I've come across in various papers two slightly different ways to calculate supposedly the same physical quantity. Now, numerically in Excel it's easy to show that for real-world input values the results almost always are different, but I need to show rigorously/analytically that in non-trivial cases they are indeed not equivalent, or alternatively give the unique non-trivial conditions when they actually do agree.
I thought the solution might involve the "LogSumExp function" I came across on Wikipedia or the expectation (mean) of some modified exponential probability distribution but it's a beyond my abilities.

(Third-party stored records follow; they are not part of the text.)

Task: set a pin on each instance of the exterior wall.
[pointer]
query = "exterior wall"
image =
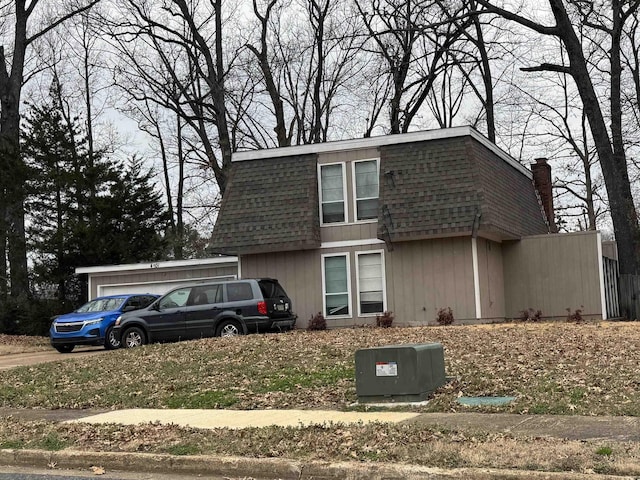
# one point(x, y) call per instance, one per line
point(491, 280)
point(421, 277)
point(424, 276)
point(154, 280)
point(553, 273)
point(356, 231)
point(352, 230)
point(298, 272)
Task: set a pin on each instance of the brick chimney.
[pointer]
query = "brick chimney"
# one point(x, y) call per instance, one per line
point(542, 182)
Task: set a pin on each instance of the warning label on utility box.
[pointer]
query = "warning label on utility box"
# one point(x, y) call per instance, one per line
point(386, 369)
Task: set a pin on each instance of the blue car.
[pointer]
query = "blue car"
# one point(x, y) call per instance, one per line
point(92, 323)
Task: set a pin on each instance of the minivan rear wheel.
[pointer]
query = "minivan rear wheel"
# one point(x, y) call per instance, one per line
point(133, 337)
point(228, 328)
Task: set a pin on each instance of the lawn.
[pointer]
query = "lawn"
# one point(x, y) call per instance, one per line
point(552, 368)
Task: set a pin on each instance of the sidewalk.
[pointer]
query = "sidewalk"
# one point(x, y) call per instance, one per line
point(569, 427)
point(557, 426)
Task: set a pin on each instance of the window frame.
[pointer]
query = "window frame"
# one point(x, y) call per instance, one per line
point(345, 203)
point(355, 189)
point(383, 278)
point(347, 257)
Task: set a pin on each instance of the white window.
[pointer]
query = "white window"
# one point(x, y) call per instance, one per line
point(332, 188)
point(365, 179)
point(371, 283)
point(335, 284)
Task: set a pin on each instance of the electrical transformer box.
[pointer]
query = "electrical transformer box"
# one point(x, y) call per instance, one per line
point(399, 373)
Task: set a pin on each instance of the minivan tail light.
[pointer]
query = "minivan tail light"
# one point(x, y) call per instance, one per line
point(262, 308)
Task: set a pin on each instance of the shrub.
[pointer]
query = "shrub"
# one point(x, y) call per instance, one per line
point(530, 315)
point(445, 316)
point(575, 316)
point(317, 322)
point(385, 320)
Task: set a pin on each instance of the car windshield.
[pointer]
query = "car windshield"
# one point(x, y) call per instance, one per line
point(102, 305)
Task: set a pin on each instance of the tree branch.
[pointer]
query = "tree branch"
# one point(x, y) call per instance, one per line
point(548, 67)
point(62, 19)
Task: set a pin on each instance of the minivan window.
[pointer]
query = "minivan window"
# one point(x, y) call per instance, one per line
point(239, 291)
point(271, 289)
point(177, 298)
point(206, 295)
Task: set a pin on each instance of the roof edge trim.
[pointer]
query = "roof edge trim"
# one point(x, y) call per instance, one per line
point(379, 141)
point(203, 262)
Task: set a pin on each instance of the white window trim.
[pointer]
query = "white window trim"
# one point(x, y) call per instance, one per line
point(384, 281)
point(344, 193)
point(354, 192)
point(324, 285)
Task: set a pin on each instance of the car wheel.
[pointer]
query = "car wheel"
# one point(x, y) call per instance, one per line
point(64, 348)
point(133, 337)
point(228, 328)
point(110, 340)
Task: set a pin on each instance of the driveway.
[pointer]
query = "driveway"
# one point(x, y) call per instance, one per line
point(32, 358)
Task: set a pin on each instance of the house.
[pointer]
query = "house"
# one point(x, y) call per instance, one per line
point(409, 223)
point(156, 277)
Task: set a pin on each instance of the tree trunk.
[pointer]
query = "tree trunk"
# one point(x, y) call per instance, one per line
point(610, 152)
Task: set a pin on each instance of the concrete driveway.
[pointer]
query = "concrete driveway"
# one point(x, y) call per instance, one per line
point(31, 358)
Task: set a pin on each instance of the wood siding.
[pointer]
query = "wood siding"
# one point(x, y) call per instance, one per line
point(424, 276)
point(552, 273)
point(490, 273)
point(355, 231)
point(421, 277)
point(298, 272)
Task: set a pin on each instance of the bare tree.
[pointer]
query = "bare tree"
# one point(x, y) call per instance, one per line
point(411, 38)
point(12, 76)
point(306, 54)
point(177, 60)
point(609, 144)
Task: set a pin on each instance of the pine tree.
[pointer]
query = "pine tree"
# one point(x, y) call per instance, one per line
point(84, 210)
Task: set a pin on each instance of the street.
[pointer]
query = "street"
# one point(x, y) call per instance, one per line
point(14, 473)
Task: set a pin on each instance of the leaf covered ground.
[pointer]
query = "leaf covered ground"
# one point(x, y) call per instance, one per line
point(557, 368)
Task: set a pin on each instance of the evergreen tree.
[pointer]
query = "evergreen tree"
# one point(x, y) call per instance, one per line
point(50, 153)
point(136, 217)
point(84, 210)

Specifically, how can you demonstrate rigorously/analytically that (presumably??) in all non-trivial cases the two similar expressions $(1)$ and $(2)$ below involving natural logs of summations of exponents yield different results for a given finite (integer) number $n$ of $x_i$ values where $x_i \in \mathbb{R}: x_i > 0$ (NB: it's possible for any two or more $x_i$ values to be equal)? $$\frac{-1}{\ln(\frac{1}{n}{\sum_{i=1}^n e^\frac{-1}{x_i}})} \tag{1}$$ $$\frac{-1000}{\ln(\frac{1}{n}{\sum_{i=1}^n e^\frac{-1000}{x_i}})} \tag{2}$$
A trivial case is where all the $x_i$ values are equal, and the two expressions will yield the same result. But in general I don't think this holds, but I can't prove it.
I hope this makes sense – I'm only a chemist not a mathematician, statistician or physicist!